Daria Herasymchuk, adviser to Volodymyr Zelensky for children’s rights, says the idea of using children as collateral for any kind of deal or prisoner swap is out of the question. “There are no negotiations with Russians and won’t be. They should return every Ukrainian child without any conditions,” she tells me.

“We have not been able to return any “adopted” child yet, because of the secrecy surrounding the process,” says Mykola Kuleba, the founder of Save Ukraine and a former Ombudsman for Children. “Their names, surnames and even their dates of birth get changed.” The youngest child that the charity has been able to trace was eight years old. Finding toddlers seems impossible for now. He adds that while formal lines of communication do exist between Kyiv and Moscow, they have resulted in the return of just three children. Bringing back hundreds of deported orphans is also a challenge; they have no one to come for them except for volunteers, whom the Russians do not welcome, so it is up to the government to arrange their return.

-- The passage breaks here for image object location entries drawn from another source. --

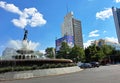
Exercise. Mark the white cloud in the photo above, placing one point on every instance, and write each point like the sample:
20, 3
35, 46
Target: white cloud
104, 31
88, 43
117, 1
29, 16
94, 33
104, 14
18, 44
10, 7
111, 39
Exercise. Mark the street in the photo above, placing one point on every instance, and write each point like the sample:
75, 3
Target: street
103, 74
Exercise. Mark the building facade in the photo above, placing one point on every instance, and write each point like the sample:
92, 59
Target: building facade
68, 39
116, 15
72, 27
102, 42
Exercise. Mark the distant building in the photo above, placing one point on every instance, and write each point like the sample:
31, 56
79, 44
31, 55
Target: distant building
102, 42
116, 15
72, 27
68, 39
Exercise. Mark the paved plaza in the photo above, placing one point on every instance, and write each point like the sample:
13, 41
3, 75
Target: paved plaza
103, 74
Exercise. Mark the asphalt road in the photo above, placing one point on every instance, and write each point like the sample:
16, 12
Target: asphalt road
103, 74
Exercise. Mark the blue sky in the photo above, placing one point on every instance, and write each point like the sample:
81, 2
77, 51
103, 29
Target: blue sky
43, 19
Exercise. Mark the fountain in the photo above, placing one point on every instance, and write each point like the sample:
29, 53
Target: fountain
25, 52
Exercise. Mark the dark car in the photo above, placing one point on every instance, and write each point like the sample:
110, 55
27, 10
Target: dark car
95, 64
85, 65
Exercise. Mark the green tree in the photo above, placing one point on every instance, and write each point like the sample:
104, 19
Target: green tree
107, 49
94, 53
64, 51
50, 52
77, 54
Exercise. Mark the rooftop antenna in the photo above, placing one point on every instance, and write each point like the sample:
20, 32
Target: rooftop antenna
67, 8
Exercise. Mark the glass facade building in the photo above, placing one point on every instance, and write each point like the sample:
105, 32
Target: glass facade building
72, 27
116, 15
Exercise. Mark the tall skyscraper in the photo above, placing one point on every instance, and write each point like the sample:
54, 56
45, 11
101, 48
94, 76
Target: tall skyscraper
116, 15
72, 27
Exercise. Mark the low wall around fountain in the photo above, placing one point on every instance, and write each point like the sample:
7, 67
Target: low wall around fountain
38, 73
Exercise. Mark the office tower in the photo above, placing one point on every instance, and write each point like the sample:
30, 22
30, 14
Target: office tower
72, 27
116, 15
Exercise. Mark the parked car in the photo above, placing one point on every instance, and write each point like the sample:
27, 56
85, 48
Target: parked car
85, 65
95, 64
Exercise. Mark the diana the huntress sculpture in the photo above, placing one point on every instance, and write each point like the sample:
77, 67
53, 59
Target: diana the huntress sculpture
25, 34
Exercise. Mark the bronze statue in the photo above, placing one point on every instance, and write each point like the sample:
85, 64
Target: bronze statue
25, 34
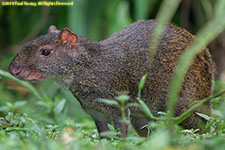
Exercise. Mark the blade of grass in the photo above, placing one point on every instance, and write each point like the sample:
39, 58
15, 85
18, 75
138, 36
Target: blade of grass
26, 84
165, 14
217, 25
188, 112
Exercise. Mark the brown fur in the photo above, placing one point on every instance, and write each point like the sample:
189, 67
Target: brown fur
93, 70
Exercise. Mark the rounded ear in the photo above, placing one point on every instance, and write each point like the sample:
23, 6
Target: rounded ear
68, 37
53, 29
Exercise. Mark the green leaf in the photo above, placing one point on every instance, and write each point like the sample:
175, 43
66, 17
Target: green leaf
20, 103
206, 117
123, 98
59, 107
110, 102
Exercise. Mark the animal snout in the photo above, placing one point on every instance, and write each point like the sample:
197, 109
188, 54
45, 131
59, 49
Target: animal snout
15, 68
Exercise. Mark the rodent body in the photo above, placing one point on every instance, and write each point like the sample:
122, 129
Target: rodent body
93, 70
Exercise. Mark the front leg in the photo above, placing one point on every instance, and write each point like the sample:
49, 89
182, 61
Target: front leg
101, 122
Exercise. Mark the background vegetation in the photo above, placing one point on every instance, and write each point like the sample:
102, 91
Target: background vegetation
50, 118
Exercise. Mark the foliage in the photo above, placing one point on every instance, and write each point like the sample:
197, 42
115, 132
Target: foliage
46, 116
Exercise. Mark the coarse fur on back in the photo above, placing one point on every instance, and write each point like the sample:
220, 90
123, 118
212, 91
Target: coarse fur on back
93, 70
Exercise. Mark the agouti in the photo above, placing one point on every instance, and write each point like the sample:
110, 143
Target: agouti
93, 70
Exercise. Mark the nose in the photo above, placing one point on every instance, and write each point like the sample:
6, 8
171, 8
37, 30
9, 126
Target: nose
15, 68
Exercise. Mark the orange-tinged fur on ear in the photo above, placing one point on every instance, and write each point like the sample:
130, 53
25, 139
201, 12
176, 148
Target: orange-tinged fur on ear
68, 37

Ukraine’s allies have so far been keen to condemn the mass abduction but have not been able to assist in rescuing the kids. The deportation of children did lead to an arrest warrant issued for Putin by the International Criminal Court, but this has not helped the situation. You have to go back to the 200,000 Polish children sent for “Germanisation” during the second world war to find an equivalent of what is happening now, and with every day that passes, the chances of retrieving the missing children recedes. So the race is on; children are now being mandatorily evacuated by the Ukrainian government from hot spots in the east of the country, not just to save their lives but also to prevent their abduction in the event that the cities fall to Russia, Herasymchuk told me.

How Kyiv can reclaim the stolen children is as yet unknown: Russia won’t return them voluntarily and there are no means to compel it. So parents and volunteers have to pull the children out one by one if they are lucky enough to locate them. It seems inevitable that thousands of these children will never return to their homes and their real families; many will never find out their real names. We may never know how many – but for each and every one of them it is a tragedy.